Labour nets ex-Met chief for policing review
By Alex Stevenson
Labour is setting up a "heavyweight" review of the future of policing in England and Wales after the coalition refused to do so.
Shadow home secretary Yvette Cooper told delegates at the party conference in Liverpool that former Metropolitan police commissioner John Stevens would lead the review.
Lord Stevens, who retired as Britain's senior police officer in 2005, has previously headed the inquiry into the death of Princess Diana, an investigation into allegations of corruption in English football and an inquiry into collusion between UK soldiers and loyalist terrorists which led to the murder of nationalists in Northern Ireland.
Labour believes the reform drive currently being pushed through by the government is "ideologically motivated" and needs more "coherence and vision".
"Now is the time for a serious vision for the future of policing – a royal commission or heavyweight independent review," Ms Cooper said.

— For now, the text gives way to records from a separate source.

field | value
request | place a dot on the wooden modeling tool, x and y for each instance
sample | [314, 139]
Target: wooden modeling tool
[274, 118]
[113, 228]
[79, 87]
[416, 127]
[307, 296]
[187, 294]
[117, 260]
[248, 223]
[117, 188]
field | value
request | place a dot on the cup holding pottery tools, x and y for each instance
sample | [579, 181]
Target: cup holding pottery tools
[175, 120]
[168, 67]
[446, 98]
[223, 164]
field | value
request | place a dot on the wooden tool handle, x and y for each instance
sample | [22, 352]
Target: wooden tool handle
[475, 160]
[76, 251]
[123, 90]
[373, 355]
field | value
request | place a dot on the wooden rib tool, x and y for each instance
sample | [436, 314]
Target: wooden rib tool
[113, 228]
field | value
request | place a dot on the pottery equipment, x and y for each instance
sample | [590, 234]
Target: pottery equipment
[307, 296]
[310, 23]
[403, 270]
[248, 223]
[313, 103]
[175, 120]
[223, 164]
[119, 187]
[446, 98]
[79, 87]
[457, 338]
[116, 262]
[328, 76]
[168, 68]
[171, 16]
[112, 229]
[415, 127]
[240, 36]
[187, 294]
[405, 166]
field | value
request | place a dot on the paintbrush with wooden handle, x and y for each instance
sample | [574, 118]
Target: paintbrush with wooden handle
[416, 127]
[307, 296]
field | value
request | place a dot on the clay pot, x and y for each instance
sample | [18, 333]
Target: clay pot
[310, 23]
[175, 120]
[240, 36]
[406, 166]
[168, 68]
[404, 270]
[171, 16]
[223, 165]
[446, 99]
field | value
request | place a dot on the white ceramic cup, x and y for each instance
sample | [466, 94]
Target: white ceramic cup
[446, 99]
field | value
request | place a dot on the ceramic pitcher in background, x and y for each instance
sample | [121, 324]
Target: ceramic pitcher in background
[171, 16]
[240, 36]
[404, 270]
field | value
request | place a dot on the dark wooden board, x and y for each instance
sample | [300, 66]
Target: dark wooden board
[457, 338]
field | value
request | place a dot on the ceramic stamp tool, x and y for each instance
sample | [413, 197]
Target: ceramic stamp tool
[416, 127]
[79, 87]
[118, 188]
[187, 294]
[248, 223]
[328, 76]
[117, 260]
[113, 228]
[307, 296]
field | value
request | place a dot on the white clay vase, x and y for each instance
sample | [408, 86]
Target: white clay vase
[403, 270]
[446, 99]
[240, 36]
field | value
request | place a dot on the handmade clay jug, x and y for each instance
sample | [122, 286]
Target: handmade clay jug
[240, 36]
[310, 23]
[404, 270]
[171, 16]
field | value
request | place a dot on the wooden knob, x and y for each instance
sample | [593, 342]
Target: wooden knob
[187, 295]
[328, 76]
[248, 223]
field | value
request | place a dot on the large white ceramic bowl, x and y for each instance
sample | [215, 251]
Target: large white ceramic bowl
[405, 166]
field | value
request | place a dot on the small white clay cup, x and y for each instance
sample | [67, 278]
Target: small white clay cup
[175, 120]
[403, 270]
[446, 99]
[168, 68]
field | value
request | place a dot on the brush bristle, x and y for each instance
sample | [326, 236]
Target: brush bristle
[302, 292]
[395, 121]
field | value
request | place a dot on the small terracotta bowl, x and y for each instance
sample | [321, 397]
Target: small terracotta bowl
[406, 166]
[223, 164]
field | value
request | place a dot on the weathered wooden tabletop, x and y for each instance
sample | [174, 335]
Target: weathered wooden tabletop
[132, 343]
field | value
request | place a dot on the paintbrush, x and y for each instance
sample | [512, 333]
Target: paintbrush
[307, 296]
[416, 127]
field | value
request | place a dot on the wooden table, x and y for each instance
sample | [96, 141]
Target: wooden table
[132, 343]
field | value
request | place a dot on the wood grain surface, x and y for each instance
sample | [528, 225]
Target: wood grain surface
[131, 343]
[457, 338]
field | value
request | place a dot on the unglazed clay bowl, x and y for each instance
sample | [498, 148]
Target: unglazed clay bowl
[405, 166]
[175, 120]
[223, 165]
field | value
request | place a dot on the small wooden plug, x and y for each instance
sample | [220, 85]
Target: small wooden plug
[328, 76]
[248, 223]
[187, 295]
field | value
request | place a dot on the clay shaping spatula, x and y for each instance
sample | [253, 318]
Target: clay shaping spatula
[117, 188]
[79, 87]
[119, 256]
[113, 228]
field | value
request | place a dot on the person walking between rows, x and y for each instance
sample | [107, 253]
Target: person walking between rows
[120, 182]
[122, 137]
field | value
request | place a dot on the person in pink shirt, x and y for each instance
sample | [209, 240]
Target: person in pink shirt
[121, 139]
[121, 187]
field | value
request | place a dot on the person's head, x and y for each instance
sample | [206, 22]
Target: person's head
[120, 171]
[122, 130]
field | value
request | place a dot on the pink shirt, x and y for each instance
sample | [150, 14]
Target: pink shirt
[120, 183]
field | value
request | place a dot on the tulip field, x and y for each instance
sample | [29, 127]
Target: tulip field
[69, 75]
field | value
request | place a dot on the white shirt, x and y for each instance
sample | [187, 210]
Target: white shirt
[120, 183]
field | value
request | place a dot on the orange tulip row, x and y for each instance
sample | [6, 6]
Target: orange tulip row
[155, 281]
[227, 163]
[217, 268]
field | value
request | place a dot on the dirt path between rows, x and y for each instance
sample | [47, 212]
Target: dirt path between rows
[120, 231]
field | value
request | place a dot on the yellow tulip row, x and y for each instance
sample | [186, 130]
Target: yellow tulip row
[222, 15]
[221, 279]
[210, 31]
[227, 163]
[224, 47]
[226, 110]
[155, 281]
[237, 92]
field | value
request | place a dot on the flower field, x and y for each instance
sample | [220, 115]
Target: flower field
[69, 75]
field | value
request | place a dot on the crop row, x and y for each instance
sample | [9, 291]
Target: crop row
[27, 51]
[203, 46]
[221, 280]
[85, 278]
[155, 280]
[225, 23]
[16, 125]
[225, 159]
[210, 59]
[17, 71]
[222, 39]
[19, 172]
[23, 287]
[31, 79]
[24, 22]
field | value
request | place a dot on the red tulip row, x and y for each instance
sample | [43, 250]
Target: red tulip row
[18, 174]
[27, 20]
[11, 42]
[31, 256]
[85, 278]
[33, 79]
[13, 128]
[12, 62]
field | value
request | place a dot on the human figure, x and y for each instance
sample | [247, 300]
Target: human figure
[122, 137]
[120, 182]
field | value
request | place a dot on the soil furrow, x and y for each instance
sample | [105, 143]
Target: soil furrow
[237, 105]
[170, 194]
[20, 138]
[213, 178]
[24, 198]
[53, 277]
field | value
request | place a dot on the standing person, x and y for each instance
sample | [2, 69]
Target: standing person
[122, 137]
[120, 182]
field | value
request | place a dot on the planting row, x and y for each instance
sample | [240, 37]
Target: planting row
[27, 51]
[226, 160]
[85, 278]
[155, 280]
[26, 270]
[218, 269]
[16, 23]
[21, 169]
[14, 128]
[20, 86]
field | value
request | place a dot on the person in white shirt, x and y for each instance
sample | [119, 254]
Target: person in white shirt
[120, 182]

"The government has refused to do so. So we will."
The review will assess how policing needs to adapt and respond to post-riots Britain after the "chaos and confusion" Ms Cooper said has been brought by Theresa May and David Cameron.

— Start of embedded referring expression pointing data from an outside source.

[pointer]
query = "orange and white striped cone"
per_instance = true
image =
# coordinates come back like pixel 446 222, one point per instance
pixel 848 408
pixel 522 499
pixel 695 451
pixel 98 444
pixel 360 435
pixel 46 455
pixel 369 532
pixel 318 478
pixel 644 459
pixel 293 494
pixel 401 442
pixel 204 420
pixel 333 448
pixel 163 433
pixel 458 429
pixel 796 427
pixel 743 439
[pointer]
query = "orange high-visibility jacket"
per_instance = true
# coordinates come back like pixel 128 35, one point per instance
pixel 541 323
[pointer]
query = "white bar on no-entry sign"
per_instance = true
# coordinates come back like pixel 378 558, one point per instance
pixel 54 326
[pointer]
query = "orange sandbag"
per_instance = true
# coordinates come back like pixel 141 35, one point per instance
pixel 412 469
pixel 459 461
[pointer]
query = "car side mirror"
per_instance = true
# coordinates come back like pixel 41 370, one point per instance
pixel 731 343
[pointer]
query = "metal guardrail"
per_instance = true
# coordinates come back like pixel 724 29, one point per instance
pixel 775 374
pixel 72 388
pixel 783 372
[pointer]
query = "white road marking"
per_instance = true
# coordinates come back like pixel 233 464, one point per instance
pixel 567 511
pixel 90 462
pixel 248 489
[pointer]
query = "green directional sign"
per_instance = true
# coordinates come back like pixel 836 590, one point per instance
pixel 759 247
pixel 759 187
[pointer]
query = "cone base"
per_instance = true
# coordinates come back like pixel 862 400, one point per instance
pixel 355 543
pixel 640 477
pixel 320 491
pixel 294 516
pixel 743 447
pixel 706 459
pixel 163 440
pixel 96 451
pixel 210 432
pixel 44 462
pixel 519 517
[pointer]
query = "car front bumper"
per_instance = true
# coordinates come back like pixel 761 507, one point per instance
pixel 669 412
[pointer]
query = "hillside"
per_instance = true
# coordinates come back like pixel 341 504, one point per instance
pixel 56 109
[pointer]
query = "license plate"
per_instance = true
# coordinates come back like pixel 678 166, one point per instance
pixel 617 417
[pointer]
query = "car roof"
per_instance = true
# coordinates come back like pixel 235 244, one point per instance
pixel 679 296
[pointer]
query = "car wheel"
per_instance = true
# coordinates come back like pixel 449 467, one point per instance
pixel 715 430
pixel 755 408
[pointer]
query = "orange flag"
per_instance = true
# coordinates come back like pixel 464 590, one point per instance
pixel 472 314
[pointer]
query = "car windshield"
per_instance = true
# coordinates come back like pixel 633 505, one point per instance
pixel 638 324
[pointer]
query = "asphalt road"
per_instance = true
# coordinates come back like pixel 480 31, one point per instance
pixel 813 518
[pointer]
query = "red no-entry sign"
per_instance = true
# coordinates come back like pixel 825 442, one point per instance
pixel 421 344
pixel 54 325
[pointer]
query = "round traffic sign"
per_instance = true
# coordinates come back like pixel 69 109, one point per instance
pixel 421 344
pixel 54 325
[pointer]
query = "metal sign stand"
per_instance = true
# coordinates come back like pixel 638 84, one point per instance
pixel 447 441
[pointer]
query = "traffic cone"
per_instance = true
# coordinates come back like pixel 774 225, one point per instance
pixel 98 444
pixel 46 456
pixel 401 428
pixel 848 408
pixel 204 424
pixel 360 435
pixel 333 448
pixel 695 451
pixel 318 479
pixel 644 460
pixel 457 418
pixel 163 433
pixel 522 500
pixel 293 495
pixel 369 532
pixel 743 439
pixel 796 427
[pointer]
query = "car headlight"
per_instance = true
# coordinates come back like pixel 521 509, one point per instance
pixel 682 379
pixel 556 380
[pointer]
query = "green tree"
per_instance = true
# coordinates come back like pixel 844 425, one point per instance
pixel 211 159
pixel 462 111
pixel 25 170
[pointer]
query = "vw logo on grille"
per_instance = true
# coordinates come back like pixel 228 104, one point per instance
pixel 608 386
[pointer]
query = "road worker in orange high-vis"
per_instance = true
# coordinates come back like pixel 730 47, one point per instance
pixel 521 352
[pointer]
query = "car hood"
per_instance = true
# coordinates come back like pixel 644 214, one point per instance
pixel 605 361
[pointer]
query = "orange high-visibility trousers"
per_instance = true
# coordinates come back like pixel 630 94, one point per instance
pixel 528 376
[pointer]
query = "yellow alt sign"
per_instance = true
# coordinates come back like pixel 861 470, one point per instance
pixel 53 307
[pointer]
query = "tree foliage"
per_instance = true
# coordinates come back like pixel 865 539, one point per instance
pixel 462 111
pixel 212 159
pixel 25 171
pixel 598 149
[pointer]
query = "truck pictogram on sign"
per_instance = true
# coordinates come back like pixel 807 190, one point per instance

Ms Cooper also called on the government to scrap its plans to introduce elected police commissioners and spend the saved £100 million on keeping an extra 2,000 police constables and funding anti-gang initiatives.

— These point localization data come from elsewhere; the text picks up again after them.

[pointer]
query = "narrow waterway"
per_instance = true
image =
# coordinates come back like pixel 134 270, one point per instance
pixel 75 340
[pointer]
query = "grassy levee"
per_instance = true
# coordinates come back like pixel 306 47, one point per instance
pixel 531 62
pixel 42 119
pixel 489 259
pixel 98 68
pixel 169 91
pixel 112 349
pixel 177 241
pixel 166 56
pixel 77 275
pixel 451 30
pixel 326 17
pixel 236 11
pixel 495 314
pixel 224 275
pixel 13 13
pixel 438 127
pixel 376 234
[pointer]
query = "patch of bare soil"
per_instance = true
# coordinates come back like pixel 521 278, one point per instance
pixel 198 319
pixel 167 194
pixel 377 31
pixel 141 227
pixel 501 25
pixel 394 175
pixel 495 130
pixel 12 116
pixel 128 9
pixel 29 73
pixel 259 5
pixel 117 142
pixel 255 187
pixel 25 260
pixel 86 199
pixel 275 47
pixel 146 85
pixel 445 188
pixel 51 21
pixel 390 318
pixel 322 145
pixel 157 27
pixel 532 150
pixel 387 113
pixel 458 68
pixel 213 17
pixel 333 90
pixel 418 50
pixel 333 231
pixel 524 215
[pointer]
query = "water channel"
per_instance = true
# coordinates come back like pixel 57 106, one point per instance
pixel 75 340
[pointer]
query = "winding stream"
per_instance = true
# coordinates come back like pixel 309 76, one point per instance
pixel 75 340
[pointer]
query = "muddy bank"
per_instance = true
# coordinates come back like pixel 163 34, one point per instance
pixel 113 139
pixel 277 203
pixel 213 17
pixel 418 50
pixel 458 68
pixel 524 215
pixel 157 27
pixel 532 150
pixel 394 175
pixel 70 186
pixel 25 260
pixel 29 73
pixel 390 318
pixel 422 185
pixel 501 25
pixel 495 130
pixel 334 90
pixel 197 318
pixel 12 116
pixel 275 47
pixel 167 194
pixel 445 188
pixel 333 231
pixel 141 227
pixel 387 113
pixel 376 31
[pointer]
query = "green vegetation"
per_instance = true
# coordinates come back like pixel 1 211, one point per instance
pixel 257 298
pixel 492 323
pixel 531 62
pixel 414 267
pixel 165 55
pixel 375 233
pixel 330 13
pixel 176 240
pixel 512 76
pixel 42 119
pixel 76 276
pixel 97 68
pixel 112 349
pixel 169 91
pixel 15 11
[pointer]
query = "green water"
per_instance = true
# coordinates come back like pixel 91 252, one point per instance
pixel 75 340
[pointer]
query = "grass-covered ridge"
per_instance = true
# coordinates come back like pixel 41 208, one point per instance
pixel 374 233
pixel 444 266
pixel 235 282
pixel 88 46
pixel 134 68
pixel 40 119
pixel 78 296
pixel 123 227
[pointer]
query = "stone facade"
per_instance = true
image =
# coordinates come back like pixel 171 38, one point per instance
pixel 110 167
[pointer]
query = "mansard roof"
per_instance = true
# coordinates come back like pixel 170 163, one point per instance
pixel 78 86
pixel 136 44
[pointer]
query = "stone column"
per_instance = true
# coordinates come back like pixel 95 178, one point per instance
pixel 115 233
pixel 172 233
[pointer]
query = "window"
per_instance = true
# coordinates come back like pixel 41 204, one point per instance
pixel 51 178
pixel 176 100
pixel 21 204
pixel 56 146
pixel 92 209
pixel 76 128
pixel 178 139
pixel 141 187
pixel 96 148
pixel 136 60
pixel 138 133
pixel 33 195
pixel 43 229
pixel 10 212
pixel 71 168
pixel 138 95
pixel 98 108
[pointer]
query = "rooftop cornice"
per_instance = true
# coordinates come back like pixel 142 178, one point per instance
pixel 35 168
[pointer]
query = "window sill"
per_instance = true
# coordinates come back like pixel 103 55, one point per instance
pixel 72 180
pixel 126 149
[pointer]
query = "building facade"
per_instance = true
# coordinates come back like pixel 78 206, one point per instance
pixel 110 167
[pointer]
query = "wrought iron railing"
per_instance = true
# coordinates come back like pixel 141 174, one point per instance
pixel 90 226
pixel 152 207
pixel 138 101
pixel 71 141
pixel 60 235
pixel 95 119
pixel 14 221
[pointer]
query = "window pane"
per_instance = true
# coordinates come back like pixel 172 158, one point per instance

"The government says we can't afford to. Communities across the country know we can't afford not to," she added.
"The taxpayer now has to pay out hundreds of millions of pounds in compensation to the businesses and families hit by riots. Far better to stop it happening in the first place. And don’t forget they can find cash for their priorities."
She said the prime minister's claim that the riots are a symptom of a broken society "sounds like a form of surrender".